Against all likelihood, the book is more affecting than anything else he has written, and, I think, deeply confessional. . . .
I find
Elizabeth Costello an engaging story, and protagonist; and I enjoy all the literary background and philosophical debate sandwiched within Elizabeth's travels and lectures. The book got me thinking about vegetarianism, and taught me about oral traditions and African Novels, and how textual analysis of the Bible lay the foundation for literary criticism. That knowledge is not reliable, it came from characters with their own views and flaws. As in Plato, the debates broaden your view of the subjects discussed.
James Wood is a successful and popular book critic, who is most famous for coining the term Hysterical Realism in a review of Zadie Smith's White Teeth, called Human, All Too Inhuman. It's a pretty long review. Hysterical Realism is an interesting topic, for another day. If you want a quick grasp of it, try Wood's much shorter piece, Tell me how does it feel?
James Wood's essays are enjoyable to read: They're well-written, with sound judgment, and a strong, broad grasp of literature to back them up.
The most satisfying Wood I've found, of the four I've looked into, was the most coherent, How Fiction Works. From the front sleeve:
In the tradition of E. M. Forster's Aspects of the Novel and Milan Kundera's The Art of the Novel, How Fiction Works is a scintillating study of the magic of fiction--an analysis of its main elements and a celebration of its lasting power. Here one of the most prominent and stylish critics of our time looks into the machinery of storytelling to ask some fundamental questions: What do we mean when we say we "know" a fictional character? What constitutes a telling detail? When is a metaphor successful? Is Realism realistic? Why do some literary conventions become dated while others stay fresh?

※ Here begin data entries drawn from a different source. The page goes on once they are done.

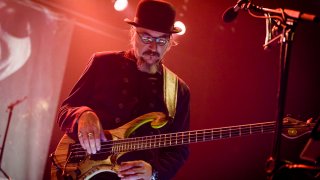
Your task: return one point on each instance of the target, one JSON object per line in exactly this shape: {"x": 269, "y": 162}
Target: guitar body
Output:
{"x": 72, "y": 162}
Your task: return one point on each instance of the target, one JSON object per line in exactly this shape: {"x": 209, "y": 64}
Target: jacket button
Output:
{"x": 121, "y": 105}
{"x": 125, "y": 80}
{"x": 117, "y": 120}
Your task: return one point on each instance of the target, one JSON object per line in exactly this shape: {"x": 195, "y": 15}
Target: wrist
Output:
{"x": 154, "y": 175}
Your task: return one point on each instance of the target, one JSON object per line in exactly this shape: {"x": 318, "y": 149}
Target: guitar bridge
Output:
{"x": 76, "y": 153}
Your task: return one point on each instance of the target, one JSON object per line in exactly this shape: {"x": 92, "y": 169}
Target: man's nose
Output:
{"x": 153, "y": 45}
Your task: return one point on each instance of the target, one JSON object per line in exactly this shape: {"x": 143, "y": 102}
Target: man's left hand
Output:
{"x": 133, "y": 170}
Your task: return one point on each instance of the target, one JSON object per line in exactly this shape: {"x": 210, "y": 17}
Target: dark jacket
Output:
{"x": 118, "y": 92}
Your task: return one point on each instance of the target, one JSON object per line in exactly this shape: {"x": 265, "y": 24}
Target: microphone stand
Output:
{"x": 288, "y": 24}
{"x": 286, "y": 39}
{"x": 10, "y": 109}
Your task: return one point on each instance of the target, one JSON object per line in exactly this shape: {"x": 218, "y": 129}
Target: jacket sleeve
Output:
{"x": 171, "y": 159}
{"x": 77, "y": 102}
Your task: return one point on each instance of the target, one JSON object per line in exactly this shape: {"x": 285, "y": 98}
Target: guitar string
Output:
{"x": 180, "y": 138}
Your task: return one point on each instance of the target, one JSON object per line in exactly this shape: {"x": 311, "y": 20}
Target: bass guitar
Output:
{"x": 71, "y": 161}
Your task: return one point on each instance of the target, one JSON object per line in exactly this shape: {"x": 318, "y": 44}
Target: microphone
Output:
{"x": 231, "y": 13}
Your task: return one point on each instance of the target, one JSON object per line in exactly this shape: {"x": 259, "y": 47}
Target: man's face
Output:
{"x": 150, "y": 46}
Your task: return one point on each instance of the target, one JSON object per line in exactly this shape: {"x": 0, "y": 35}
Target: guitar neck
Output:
{"x": 188, "y": 137}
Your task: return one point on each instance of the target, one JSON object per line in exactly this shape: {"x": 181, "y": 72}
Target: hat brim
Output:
{"x": 133, "y": 23}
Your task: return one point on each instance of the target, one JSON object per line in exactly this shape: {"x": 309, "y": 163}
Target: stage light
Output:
{"x": 120, "y": 5}
{"x": 182, "y": 26}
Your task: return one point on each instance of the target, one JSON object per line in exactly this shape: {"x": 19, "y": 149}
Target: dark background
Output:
{"x": 233, "y": 80}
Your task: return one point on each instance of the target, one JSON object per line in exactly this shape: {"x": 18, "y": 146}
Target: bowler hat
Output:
{"x": 156, "y": 15}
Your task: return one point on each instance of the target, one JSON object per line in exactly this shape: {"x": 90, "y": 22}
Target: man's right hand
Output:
{"x": 90, "y": 132}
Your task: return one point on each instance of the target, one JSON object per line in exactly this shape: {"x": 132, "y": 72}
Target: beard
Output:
{"x": 149, "y": 62}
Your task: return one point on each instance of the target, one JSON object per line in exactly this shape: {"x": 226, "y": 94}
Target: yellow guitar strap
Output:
{"x": 170, "y": 90}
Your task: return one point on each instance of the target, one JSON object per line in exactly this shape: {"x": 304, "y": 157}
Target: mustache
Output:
{"x": 151, "y": 53}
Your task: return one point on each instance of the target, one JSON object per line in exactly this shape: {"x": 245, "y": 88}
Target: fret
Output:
{"x": 181, "y": 138}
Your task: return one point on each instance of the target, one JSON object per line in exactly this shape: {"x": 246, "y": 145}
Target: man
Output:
{"x": 117, "y": 87}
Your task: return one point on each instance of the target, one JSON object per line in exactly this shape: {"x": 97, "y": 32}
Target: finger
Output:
{"x": 92, "y": 143}
{"x": 86, "y": 143}
{"x": 103, "y": 136}
{"x": 97, "y": 141}
{"x": 132, "y": 177}
{"x": 80, "y": 138}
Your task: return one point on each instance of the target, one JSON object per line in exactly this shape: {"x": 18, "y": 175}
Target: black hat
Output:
{"x": 156, "y": 15}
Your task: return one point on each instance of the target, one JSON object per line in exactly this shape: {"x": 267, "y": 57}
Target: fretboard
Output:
{"x": 188, "y": 137}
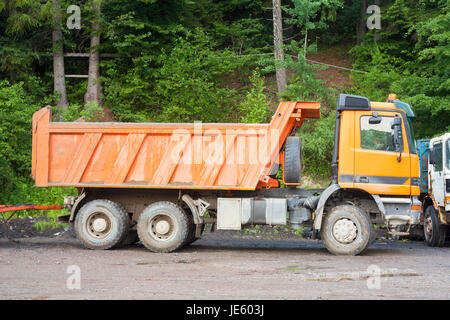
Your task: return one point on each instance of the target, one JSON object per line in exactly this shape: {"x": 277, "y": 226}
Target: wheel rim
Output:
{"x": 428, "y": 227}
{"x": 98, "y": 225}
{"x": 161, "y": 227}
{"x": 345, "y": 231}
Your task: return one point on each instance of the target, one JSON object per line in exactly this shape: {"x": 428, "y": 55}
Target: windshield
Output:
{"x": 447, "y": 154}
{"x": 411, "y": 134}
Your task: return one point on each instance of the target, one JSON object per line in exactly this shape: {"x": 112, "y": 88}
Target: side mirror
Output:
{"x": 375, "y": 119}
{"x": 432, "y": 157}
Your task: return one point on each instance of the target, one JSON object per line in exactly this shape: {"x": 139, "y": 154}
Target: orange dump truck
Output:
{"x": 161, "y": 183}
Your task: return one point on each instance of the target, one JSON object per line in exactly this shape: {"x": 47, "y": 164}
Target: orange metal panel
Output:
{"x": 155, "y": 155}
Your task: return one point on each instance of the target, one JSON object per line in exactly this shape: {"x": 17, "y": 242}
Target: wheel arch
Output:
{"x": 334, "y": 190}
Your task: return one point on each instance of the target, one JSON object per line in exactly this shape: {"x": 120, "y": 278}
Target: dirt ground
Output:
{"x": 221, "y": 265}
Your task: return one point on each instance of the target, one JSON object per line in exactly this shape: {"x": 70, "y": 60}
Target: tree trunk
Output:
{"x": 59, "y": 81}
{"x": 278, "y": 44}
{"x": 361, "y": 26}
{"x": 93, "y": 92}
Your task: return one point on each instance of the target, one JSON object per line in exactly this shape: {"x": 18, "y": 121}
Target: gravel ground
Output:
{"x": 221, "y": 265}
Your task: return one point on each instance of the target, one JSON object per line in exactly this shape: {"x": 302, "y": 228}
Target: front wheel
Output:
{"x": 347, "y": 230}
{"x": 434, "y": 231}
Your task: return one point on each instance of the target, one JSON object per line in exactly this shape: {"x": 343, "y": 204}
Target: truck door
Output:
{"x": 379, "y": 167}
{"x": 437, "y": 173}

James Wood ranges widely, from Homer to Make Way for Ducklings, from the Bible to John le Carré, and his book is both a study of the techniques of fiction-making and an alternative history of the novel. Playful and profound, How Fiction Works will be enlightening to writers, readers, and anyone else interested in what happens on the page.
Wood is like Austen to Coetzee's Eliot. This book is a joy to read, stuffed with wit and learning, told in a very likable voice. Like Austen, he has unerring good sense.
If you try that and want more, the richest of his three books of essays I've read is The Broken Estate: Essays on Literature and Belief. It has chapters on Harold Bloom's view of Shakespeare, Austen's Heroic Consciousness, God and Metaphor in Melville, Gogol's Realism, Woolf's Mysticism, Lawrence's Occultism, Pynchon and the Problem of Allegory, and Updike's Complacent God, among others.
Oh dear, this diary is already late. Two neighbors had a row, the police came, and I was busy as a witness and peacemaker. It's fine now, but it took awhile.
Do you have any favorite literary critics, anyone who writes essays or reviews that are a joy to read and teach you to see more in other books? Who are they? What are the best books you've ever read about books or literature? Are there any magazines, papers or websites, that you find good book articles in?